Mises says that even if we granted, for the sake of argument, that there was no uncertainty concerning what people wanted or how it should be produced, there would still remain the question of weighing people’s short-term interests against their long-term ones. Everyone has to evaluate for himself how much he values the health that comes from strict exercise and diet, for example, against the enjoyment of leisure and tasty snacks. This depends on one's own, individual ideas and subjective evaluations.

The same applies on a larger scale for production in society. Should we save more so that more can be invested in machines and technology that will make society wealthier in the long term, or should we enjoy increased material standards of living in the here and now? There is no correct, objective answer to such a question. A subjective evaluation has to be made by someone or some people. Under capitalism individuals make their own decisions as to how much to consume and how much to save, and the aggregatation of those individual decisions forms the final answer. Under socialism—who knows? Usually it is left to a government department to guess and impose their will upon the people. Invariably this leads to mass overproduction of certain commodities and underproduction of others. Sadly too often it has led to famine: in the Soviet Union from 1921–22 and 1946–47, as well as in the Ukraine (1932–34), China (1958–62), Cambodia (1979), Ethiopia (1983–85), and in North Korea (1995–99). To Mises these famines were not chance occurrences that could have happened under any system. They were a direct result of the fact that under socialism central planners have no reliable means of calculating what to produce or how to produce it, and were completely predictable by economic theory.5

Marx does not attempt to solve this problem. Perhaps he never even considered that it might actually be a problem. He simply claimed that socialism, as the next stage in history, would be an earthly paradise in which questions such as these would settle themselves and everyone would get all they needed. The Land of Cockaigne, as Mises likes to refer to it.

How to Achieve the Socialist Paradise?

Of course, if this were true, then no one could deny that socialism was in everyone’s interests. Who could oppose it? The problem begins when any discussion of how they will get what they need is dismissed as “unscientific.” This may well be why all attempts at communism have so far not only failed but resulted in death and misery for countless victims. The primary reason these regimes fail is not merely because their leaders were evil, although they may have been, or because America intervened to undermine the regime—as it certainly did, for example, in Nicaragua, Venezuela, Cambodia, East Timor, and many other places. The fundamental reason was because of a failure to organize production.
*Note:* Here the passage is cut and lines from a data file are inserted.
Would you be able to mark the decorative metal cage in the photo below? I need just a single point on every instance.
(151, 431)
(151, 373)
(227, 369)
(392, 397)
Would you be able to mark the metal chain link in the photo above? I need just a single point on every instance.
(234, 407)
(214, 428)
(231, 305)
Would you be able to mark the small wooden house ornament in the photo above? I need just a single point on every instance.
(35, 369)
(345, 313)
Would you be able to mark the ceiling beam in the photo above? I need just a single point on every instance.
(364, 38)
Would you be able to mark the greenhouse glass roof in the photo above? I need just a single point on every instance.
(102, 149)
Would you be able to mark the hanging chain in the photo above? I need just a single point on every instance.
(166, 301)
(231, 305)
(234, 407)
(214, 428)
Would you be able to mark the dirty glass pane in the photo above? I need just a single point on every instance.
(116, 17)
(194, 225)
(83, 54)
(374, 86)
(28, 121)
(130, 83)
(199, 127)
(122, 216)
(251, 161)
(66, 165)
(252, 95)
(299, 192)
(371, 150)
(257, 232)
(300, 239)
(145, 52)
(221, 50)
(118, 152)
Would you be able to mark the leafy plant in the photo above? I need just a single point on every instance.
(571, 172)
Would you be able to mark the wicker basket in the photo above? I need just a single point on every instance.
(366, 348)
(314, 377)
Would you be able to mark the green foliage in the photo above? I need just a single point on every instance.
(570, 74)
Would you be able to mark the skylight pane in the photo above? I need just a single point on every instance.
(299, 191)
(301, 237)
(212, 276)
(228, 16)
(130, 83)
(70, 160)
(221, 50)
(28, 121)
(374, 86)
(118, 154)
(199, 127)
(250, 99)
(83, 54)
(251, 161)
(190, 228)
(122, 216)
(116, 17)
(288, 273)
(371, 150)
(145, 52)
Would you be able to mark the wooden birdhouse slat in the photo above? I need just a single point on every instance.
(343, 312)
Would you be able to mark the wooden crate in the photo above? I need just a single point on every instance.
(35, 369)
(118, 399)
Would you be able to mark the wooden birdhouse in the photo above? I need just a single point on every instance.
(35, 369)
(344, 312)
In a hypothetical paradise people would no longer need any ideas. They wouldn’t have to make judgments and evaluate which course of action is likely to secure their needs. All would be given. However, in reality, ideas determine what people consider to be their interests. A person’s interests cannot be independent of their ideas. It is ideas that determine what people consider their interests to be. You can say it is in my interests to eat well, but that’s only if I want to live and be healthy. If I choose to die, or am already dying and want to eat chocolate cake until I finally pop off, then who can dispute my evaluation of my interests? Free men do not act in accordance with their interests, because what their interests are are an arbitrary questions of judgment. We act invariably upon what we believe our interests to be.
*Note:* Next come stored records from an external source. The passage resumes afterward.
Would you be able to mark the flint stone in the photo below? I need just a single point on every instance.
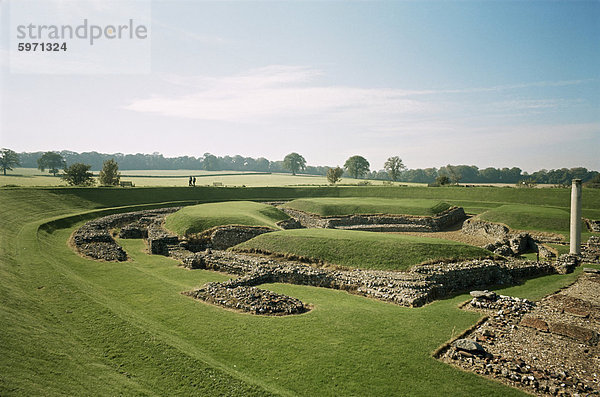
(469, 346)
(489, 295)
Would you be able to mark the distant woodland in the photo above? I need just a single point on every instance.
(210, 162)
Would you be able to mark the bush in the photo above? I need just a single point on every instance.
(78, 174)
(110, 175)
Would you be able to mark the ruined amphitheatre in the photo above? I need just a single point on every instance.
(533, 308)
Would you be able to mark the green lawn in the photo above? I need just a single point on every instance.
(529, 217)
(73, 326)
(145, 178)
(197, 218)
(358, 249)
(329, 206)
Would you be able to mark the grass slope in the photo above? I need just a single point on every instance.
(72, 326)
(197, 218)
(357, 249)
(327, 206)
(529, 217)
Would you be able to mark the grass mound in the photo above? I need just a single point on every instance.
(357, 249)
(331, 206)
(197, 218)
(529, 217)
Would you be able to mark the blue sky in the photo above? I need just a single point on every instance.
(482, 83)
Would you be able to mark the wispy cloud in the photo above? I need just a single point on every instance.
(276, 91)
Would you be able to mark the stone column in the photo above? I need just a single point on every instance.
(575, 238)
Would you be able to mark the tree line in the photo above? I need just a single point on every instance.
(355, 167)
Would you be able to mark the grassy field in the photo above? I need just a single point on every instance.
(327, 206)
(364, 250)
(529, 217)
(145, 178)
(197, 218)
(73, 326)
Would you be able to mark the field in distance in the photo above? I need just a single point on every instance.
(34, 177)
(331, 206)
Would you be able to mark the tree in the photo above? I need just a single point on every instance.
(357, 166)
(8, 160)
(442, 180)
(453, 173)
(78, 174)
(294, 162)
(52, 161)
(594, 182)
(394, 166)
(110, 175)
(334, 175)
(211, 162)
(527, 183)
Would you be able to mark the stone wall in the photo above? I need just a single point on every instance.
(414, 288)
(592, 225)
(159, 240)
(379, 222)
(94, 240)
(223, 237)
(477, 227)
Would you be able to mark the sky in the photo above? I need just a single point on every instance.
(485, 83)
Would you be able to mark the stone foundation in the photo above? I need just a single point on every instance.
(379, 222)
(592, 225)
(477, 227)
(414, 288)
(94, 239)
(548, 348)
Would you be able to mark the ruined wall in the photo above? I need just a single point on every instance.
(94, 240)
(379, 222)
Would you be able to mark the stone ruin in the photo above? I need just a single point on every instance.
(415, 287)
(379, 222)
(548, 348)
(94, 238)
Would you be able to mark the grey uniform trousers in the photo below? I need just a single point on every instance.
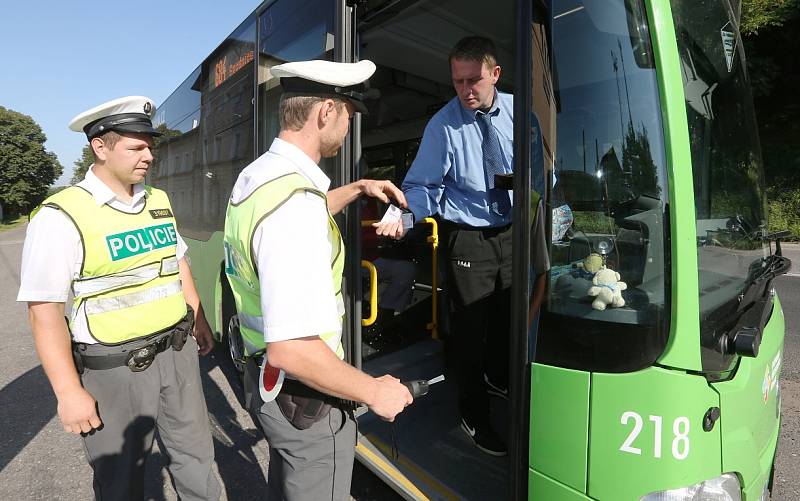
(304, 465)
(169, 395)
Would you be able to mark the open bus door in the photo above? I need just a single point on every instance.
(425, 454)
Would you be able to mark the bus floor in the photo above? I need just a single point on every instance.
(426, 441)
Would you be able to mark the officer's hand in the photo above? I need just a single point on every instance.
(202, 334)
(383, 190)
(391, 397)
(77, 411)
(393, 229)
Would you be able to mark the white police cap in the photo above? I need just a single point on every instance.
(126, 114)
(326, 78)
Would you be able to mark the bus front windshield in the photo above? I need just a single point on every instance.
(608, 193)
(726, 162)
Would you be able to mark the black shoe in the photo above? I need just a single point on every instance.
(495, 388)
(484, 439)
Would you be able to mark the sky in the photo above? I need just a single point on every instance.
(59, 58)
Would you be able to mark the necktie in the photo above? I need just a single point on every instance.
(499, 201)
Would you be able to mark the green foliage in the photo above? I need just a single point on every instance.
(82, 165)
(784, 211)
(593, 222)
(637, 159)
(26, 169)
(758, 14)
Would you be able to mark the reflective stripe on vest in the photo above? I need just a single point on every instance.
(241, 221)
(128, 285)
(92, 286)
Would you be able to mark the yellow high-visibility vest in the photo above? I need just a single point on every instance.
(128, 286)
(241, 221)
  • 1Ludwig von Mises, Theory and History, (1957; repr., Indianapolis, IN: Liberty Fund Inc., 2005), p. 93–94.
  • 2Ludwig von Mises, Human Action: A Treatise on Economics, scholar's ed. (1949; Auburn, AL: Ludwig von Mises Institute, 1998), introduction, section 7.
  • 3Mises, Theory and History, p. 94.
  • 4Ibid.
  • 5This was the thesis of Mises's famous 1920 essay "Economic Calculation in the Socialist Commonwealth," which I will soon cover in another essay.